Archive for April, 2011

Things that Abide

Friday, April 22nd, 2011

At the end of Holy Week, on Good Friday, in anticipation of Easter, it may be useful for us Episcopalians to remind ourselves of the important things. The important things are the ultimate things: truth and beauty and goodness, life now and life in eternity. As the philosophers used to say, “God, freedom and immortality”–the questions that never can be fully answered.

As the events we commemorate at this time of year force us to consider all these issues, they also remind us that church organization and politics, in comparison, hardly matter. Ecclesiastical matters are among the things that are passing away; now is the time for us to hold fast to those things that abide. Jesus lives. —J. Douglas Ousley

Korans and Bibles

Monday, April 18th, 2011

A blog that helps support persecuted Christians recently noted that “while Western leaders have rightfully denounced the Koran-burning, they have failed to criticize the endless persecution of Christians by radical Muslims.”

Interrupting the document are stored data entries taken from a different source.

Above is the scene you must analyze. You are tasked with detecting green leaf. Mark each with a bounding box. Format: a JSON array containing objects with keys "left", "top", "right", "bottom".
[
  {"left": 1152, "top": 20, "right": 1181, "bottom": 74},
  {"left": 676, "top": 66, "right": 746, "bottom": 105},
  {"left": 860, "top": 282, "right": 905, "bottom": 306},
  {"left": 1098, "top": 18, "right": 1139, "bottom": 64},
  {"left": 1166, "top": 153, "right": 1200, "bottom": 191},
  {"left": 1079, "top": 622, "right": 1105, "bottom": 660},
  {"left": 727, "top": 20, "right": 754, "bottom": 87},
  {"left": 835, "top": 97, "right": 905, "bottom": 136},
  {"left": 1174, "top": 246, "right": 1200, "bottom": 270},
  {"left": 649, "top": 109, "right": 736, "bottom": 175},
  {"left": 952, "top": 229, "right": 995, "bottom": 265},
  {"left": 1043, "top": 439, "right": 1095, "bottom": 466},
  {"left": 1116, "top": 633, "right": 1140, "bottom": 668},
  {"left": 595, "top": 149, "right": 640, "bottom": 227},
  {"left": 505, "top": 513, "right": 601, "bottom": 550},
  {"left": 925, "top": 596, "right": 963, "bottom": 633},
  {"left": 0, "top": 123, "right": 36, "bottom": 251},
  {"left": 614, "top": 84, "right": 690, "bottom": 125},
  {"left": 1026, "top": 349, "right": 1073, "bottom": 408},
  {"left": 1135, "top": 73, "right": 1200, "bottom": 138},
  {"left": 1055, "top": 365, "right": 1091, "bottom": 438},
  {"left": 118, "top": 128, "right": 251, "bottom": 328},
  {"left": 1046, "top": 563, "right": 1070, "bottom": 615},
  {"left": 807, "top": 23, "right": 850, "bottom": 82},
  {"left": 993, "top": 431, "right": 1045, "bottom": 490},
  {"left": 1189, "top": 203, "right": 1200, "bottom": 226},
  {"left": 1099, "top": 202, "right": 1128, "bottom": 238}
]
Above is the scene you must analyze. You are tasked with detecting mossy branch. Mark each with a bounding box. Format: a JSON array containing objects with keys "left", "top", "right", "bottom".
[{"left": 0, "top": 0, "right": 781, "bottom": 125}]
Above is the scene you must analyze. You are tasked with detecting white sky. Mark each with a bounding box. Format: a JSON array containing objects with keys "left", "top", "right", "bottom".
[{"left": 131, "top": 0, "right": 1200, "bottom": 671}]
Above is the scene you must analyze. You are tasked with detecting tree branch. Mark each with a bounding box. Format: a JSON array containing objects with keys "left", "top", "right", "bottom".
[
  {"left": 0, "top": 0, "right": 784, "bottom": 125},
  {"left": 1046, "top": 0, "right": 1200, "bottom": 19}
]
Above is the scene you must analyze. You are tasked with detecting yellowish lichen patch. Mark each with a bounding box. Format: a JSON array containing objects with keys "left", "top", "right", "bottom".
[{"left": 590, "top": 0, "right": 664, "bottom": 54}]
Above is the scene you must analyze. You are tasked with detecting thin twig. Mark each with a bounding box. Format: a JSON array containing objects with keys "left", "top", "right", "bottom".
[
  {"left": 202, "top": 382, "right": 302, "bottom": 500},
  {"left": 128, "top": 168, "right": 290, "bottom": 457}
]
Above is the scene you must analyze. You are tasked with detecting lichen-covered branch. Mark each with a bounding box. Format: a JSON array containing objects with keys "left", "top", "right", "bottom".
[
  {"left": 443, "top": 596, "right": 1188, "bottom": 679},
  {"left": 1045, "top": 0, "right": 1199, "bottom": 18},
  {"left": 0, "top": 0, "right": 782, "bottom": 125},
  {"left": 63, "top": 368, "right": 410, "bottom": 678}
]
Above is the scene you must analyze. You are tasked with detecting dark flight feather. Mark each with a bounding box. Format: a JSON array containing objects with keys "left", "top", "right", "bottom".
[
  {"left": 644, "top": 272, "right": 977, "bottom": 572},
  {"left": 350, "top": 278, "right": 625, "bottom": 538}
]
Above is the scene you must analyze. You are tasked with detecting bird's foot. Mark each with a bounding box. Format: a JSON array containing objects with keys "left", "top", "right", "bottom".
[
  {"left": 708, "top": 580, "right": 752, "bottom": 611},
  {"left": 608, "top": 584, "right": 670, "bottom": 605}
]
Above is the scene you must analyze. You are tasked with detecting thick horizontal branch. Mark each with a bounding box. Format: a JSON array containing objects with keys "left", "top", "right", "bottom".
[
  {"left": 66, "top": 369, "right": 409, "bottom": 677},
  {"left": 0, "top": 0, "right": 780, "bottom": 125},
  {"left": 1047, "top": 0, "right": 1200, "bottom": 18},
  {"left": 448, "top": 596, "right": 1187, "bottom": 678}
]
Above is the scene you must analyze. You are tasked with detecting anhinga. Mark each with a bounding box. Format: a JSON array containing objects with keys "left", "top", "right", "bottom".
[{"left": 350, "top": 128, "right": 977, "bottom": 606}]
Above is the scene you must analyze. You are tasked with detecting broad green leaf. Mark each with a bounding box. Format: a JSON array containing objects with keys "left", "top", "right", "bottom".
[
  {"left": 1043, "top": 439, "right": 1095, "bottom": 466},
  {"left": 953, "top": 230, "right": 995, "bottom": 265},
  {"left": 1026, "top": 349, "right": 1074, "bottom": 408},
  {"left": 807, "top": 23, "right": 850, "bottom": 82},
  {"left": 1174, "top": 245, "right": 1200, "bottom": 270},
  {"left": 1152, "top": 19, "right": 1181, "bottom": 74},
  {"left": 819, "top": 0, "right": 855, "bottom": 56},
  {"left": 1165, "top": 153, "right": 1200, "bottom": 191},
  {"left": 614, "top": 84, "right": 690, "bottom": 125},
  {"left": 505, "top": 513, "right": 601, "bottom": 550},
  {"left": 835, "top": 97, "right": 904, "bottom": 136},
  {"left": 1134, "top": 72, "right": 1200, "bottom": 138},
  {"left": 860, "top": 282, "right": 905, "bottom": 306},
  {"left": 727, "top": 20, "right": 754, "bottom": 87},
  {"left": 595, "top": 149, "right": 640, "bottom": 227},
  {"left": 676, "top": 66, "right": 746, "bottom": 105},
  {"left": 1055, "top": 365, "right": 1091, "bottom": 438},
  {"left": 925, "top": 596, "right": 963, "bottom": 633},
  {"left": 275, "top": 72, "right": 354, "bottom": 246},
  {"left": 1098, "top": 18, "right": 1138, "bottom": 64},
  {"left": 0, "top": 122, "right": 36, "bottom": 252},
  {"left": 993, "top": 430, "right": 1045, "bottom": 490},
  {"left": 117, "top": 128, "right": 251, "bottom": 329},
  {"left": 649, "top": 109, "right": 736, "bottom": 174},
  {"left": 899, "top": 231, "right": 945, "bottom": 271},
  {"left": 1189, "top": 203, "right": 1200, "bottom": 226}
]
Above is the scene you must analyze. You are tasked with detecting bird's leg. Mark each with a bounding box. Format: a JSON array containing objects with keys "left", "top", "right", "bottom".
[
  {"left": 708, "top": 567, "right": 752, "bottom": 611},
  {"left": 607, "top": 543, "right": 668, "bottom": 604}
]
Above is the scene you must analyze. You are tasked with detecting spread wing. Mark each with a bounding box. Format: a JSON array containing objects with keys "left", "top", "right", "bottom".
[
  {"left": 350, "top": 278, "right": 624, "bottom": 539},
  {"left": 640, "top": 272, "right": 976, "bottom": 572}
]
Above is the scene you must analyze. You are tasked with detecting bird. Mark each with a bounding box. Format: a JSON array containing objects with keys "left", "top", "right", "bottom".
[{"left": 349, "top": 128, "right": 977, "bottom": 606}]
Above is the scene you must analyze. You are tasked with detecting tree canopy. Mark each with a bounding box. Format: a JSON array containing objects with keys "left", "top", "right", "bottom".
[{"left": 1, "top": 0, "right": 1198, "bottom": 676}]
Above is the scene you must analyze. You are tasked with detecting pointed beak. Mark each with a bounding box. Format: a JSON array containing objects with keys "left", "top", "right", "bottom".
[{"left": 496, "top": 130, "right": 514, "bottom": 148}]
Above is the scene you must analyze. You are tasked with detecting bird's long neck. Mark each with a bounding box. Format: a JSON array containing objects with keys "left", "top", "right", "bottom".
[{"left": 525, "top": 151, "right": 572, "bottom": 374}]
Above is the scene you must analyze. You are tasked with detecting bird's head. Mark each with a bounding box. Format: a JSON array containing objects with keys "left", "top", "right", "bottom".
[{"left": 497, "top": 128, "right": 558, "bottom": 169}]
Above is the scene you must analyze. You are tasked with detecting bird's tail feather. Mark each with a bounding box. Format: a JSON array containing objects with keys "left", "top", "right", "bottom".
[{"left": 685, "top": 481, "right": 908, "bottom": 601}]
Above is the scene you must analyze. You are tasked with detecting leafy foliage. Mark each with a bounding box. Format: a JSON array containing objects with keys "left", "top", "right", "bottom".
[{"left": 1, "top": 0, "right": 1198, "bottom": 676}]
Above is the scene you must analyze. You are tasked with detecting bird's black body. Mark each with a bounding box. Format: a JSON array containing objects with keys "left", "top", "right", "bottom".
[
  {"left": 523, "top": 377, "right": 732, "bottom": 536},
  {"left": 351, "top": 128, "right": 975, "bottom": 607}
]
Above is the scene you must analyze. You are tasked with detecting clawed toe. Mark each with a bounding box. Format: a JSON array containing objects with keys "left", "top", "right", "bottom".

Indeed, throughout the world, from Nigeria to Egypt, from Afghanistan and Pakistan to Indonesia–allegedly devout Muslims slaughter nonviolent Christians in the name of their religion. Yet all of these incidents together haven’t been reported as much as the few that have resulted from the Koran-burning in the US. We can “rightly denounce” that action and still denounce on a whole other level the savage retribution again Christians who had nothing to do with the burning, and the many unremarked persecutions of other Christians who simply want to practice their own Religion of the Book in peace. —J. Douglas Ousley

Church for a New Age?

Tuesday, April 5th, 2011

In a recent address to the Church Club of New York, Dean Samuel Lloyd of the Washington National Cathedral claimed that the church is undergoing the sort of revolution that happens only once every 500 years. Several commentators in the Church of England have also made the assertion, even employing the dreaded phrase, “paradigm shift.”

Maybe they are right. And maybe the church will emerge healthier and stronger after the amazing period of change. If, for example, it goes from being a club to being a movement, as Dean Lloyd foresees, that would be a reform for the better. But there have been so many prophecies of revolutionary change over the years–in the 1950’s, “the church in the nuclear age;” in the 1960’s, “the church in the Age of Aquarius;” post-9/11, “the church in the age of terror,”–that one hesitates to say that our age will be different from all other ages.